Unread post by 3ICE »

Good insight. The only reason I used lists is because you mentioned them in your first post. I don't like linked lists. In fact I would never ever want to use a linked list for anything.* Not even in C++.

Sure it has nice advantages like cheap extensibility (each addition being a constant time operation) as opposed to arrays which can go out of bounds and then you have to copy everything into a new, bigger array. which takes O(n) time.
But the trade off for this extensibility is significant; hours of my time is wasted on debugging complicated low level code and deciphering pointer arithmetic. (I even made a mistake in the 10 lines of very simple pseudocode above.)
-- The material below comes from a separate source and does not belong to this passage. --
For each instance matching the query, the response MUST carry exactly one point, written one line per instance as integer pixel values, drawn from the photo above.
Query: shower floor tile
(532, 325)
vJASS has to translate these abstract pointers to proper, JASS compatible handles too. (I don't know how that works, if it does at all. Does JASS even have structs?)
And everything is stored in arrays behind the scenes anyway. JASS doesn't have linked lists.

I've messed up so many linked list implementations and encountered so many Null Pointer Exceptions... I hate coding linked list data types in C.
Arrays are just so much easier to work with. And even better are high level languages.

* The one redeeming factor: Java's generic List<> implementation is safe and hard enough to mess up that I am okay with using linked lists there.
But only if I can let java manage the LinkedList and I don't have to touch the low level stuff myself. I just add elements to the end for cheap (as in few CPU cycles) and let java handle the (rare!) delete operations from the middle.